Milwaukee Mayor Tom Barrett was hospitalized with head and hand injuries on Sunday after he tried to assist a woman crying for help and was attacked by a man with a metal pipe near the Wisconsin State Fair, police said.
Milwaukee Mayor Attacked
Milwaukee Mayor Tom Barrett Darren Hauck / AP
/ Source: The Associated Press

Milwaukee Mayor Tom Barrett was hospitalized with head and hand injuries on Sunday after he tried to assist a woman crying for help and was attacked by a man with a metal pipe near the Wisconsin State Fair, police said.

Barrett was in stable condition at a local hospital and was alert and talking when he arrived there on Saturday night, Milwaukee police said.

The mayor had gone to the Wisconsin State Fair on Saturday with his children and niece. As Barrett walked to his car, he heard a woman screaming for someone to call 911, police said.

"The mayor stopped and said something like, 'Let's all cool down here, I'm going to call 911,'" the mayor's spokesman Patrick Curley said. "He said it one or two times according to him. When he took out his phone, that's when the suspect attacked him."

The suspect hit him in the head and torso with a metal pipe. Barrett apparently fought back, fracturing his hand when he punched the suspect.

"I think he hit the guy," Curley said. "I don't know where, but it was hard enough, whatever he hit, to fracture his hand."

The suspect then fled the scene. Authorities said they were seeking a person who has a criminal arrest record, police said. The woman was uninjured.

The mayor, who did not ask for security to accompany him to the fair because he wasn't on official duty, underwent successful surgery Sunday on his fractured right hand and also had cuts on his head and lip stitched up, Curley said.

"He's in stable condition and all his vitals are good," Curley said. "I saw him an hour ago and we had a very nice conversation."

He will likely remain in the hospital through Monday, Curley said, adding that he wasn't aware of any pending surgical procedures.

Gov.

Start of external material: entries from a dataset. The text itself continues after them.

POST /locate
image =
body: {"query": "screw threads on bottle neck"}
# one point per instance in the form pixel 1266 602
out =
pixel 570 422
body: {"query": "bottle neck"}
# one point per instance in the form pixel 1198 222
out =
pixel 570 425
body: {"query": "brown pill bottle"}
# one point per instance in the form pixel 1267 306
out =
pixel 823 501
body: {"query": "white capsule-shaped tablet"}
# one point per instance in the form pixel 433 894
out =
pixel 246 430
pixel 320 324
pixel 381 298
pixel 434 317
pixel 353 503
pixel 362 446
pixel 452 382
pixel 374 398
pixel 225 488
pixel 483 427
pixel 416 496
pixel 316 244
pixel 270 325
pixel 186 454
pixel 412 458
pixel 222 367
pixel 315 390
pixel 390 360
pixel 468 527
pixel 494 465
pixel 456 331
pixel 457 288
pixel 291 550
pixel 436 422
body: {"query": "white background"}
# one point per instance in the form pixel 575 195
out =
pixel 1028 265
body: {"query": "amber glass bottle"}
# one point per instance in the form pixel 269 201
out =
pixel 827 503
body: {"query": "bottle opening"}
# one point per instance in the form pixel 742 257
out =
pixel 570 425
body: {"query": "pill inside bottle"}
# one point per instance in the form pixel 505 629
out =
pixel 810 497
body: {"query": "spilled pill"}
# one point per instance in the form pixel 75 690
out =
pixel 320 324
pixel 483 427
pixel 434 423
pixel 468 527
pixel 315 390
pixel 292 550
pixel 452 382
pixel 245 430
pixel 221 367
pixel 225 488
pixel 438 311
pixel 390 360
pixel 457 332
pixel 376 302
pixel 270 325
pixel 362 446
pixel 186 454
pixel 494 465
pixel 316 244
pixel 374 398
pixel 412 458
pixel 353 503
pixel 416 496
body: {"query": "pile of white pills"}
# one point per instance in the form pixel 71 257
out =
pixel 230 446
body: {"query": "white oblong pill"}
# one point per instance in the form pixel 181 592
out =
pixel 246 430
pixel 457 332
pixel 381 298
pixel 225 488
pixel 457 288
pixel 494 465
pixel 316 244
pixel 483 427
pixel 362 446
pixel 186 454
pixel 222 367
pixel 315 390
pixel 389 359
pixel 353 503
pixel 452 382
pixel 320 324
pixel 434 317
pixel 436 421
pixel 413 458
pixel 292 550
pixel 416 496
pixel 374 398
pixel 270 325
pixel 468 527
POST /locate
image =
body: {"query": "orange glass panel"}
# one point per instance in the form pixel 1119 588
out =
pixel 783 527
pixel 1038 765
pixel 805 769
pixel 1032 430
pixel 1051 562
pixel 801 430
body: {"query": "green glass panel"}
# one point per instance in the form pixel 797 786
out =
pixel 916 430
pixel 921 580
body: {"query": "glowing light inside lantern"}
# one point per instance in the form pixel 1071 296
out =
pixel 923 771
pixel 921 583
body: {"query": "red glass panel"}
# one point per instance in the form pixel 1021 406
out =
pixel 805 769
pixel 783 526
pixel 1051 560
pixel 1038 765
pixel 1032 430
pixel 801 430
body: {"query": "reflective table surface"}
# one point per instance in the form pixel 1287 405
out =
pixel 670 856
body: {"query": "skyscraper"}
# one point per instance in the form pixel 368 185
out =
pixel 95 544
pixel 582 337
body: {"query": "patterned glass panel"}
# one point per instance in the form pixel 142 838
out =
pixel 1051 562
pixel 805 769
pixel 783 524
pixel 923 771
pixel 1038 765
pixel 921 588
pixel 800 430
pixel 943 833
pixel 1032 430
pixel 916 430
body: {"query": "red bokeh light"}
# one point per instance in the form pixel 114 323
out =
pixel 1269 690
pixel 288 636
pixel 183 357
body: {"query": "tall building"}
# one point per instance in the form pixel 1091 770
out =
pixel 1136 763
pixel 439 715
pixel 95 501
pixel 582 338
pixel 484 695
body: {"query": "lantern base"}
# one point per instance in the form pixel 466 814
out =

Jim Doyle said he also visited Barrett at the hospital on Sunday morning and found him in "good spirits and looking good considering what happened."

‘Heroic actions’
"The mayor's heroic actions clearly saved a woman and others from harm," Doyle said in a statement.

Under the city's line of succession, Common Council President Willie Hines would take command if the mayor were incapacitated. Curley said he briefed Hines on Sunday morning but didn't expect a transfer of power would be necessary because Barrett "is engaged, he's conversational."

Barrett was already planning to take this week off for a family vacation, Curley said.

The mayor's only regret about the incident is that his family was there to witness what happened, Curley said.

"He said it was hard because his kids and niece were there at the time of incident," Curley said. "He knew he had to (intervene). It was the right thing to do."